The trade secrets case went to trial, twice, and although a COVID outbreak led to a mistrial, in the end a women-led Hogan Lovells trial team obtained a verdict of more than $152 million.
After the trial, the jury told a Hogan Lovells team that they had nicknamed partner Maria Boyce “The Juggernaut,” partner Cristina Rodriguez “The Crusher,” and senior associate Jillian Beck “The Confident One.”
“I started tearing up,” Boyce recounts in the podcast. “Because I realized that we had done our job for our client. We were able to get our client’s story in front of a jury, in front of eight people who understood what had happened, and who told our client that they had been aggrieved, and that they understood, and that they were doing their part to make it right.”
Public Servant Acquitted of Health Care Fraud Charges
Episode 2 opens with a former state lawmaker turning to Hogan Lovells partner Jim McGovern after being charged with health care fraud. Though our client had suffered addiction in his own family, he had been charged in connection with a broad investigation into an illicit pill mill operation. An executive at a diagnostic laboratory, he had nothing to do with writing painkiller prescriptions. He was simply in the wrong place at the wrong time, and his voice had been picked up on wiretap recordings. Law enforcement officials raided his house while he was out of the country.
“They went through all his stuff at his house while he wasn’t there,” McGovern said. “And you know what they found? Absolutely nothing. They found absolutely nothing incriminating in his home while they were having a press conference to publicly malign this man, who had served so honorably for his community over the past ten years.”
He had been publicly humiliated, his bank accounts were frozen, and he was desperate to prove his good name.
McGovern led the team that obtained an acquittal of all felony counts, and eventually all charges against our client were dropped.
Largest Wrongful Conviction Verdict in American History
In Episode 3, Des Hogan, who in addition to his work as a leading commercial litigator, has worked on more than 40 wrongful conviction cases, and Cate Stetson, who has led efforts to challenge the death penalty in the Supreme Court, were asked if they could take on the case of half-brothers who had been wrongfully convicted in the brutal rape and murder of a young girl.
The brothers spent decades on death row before they were exonerated by DNA evidence and released from prison. Then the small amount of compensation they received was lost to an unscrupulous lawyer who was disciplined for his actions.
“We took this case on, on a pro bono basis, because we as a firm, and the individual lawyers who heard about it, felt compelled to do so,” Hogan said. It’s a case about injustice. It’s about civil rights abuses, and the power the police had over the lives of two black teenagers 40 years ago, who were intellectually disabled.”

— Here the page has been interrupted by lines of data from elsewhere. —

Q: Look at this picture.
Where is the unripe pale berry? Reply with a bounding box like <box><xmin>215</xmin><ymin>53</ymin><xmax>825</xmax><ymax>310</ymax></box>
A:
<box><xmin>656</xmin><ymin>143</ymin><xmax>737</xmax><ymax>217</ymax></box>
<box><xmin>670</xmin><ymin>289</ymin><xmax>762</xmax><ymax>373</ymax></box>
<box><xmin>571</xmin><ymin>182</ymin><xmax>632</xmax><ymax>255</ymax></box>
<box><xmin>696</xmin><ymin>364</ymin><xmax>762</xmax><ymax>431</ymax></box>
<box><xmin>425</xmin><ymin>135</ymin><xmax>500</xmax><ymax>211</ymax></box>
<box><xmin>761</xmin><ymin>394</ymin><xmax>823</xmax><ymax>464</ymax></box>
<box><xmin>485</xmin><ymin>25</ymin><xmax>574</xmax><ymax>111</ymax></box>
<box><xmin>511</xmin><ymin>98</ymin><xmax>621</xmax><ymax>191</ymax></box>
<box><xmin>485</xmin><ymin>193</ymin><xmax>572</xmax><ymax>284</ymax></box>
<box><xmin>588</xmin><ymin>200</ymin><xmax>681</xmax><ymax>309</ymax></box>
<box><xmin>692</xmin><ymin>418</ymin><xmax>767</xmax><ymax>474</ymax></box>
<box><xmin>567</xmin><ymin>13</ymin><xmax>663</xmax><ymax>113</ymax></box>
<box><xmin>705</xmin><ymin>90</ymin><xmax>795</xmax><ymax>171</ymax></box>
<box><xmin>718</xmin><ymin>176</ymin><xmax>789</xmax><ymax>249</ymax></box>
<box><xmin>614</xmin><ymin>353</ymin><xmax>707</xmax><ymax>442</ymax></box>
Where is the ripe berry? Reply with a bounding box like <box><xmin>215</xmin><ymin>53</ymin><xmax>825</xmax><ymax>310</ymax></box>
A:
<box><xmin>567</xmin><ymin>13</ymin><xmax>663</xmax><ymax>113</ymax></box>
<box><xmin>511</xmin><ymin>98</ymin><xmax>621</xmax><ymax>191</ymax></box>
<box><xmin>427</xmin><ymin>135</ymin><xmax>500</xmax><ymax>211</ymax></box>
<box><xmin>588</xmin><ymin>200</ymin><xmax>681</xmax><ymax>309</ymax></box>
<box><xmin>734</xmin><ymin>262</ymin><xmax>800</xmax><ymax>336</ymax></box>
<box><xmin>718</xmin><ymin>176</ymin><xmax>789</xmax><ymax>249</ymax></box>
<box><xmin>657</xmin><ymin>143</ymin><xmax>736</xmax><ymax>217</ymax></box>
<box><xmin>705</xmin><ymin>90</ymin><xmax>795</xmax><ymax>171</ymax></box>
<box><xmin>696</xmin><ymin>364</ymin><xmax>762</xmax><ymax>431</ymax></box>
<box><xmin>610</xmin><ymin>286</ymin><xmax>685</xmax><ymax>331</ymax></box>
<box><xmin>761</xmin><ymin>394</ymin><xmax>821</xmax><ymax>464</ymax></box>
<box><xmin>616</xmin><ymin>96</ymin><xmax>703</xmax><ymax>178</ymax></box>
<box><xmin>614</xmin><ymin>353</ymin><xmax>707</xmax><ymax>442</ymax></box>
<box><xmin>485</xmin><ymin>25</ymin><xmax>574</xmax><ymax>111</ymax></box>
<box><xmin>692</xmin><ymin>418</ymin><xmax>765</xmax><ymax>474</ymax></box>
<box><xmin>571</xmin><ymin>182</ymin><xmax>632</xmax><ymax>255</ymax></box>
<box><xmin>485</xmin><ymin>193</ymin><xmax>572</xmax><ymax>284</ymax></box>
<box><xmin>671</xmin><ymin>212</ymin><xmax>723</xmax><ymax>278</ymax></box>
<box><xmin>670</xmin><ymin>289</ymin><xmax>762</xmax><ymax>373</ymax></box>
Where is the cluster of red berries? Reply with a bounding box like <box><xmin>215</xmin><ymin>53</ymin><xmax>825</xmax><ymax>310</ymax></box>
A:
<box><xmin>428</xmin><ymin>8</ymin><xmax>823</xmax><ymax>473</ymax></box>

Before the case could even go to trial, Stetson had to overcome the hurdle of qualified immunity by arguing on appeal that the actions of the officers involved with the brothers’ case were so egregious that they were not entitled to qualified immunity. She succeeded, paving the way for trial.
Des and his team told the brothers’ story, from the heart-wrenching night when they were taken from their mother, interrogated and coerced into signing false confessions, through their decades of imprisonment and time on death row. In the end, the brothers obtained the largest verdict for a wrongful conviction in U.S. history.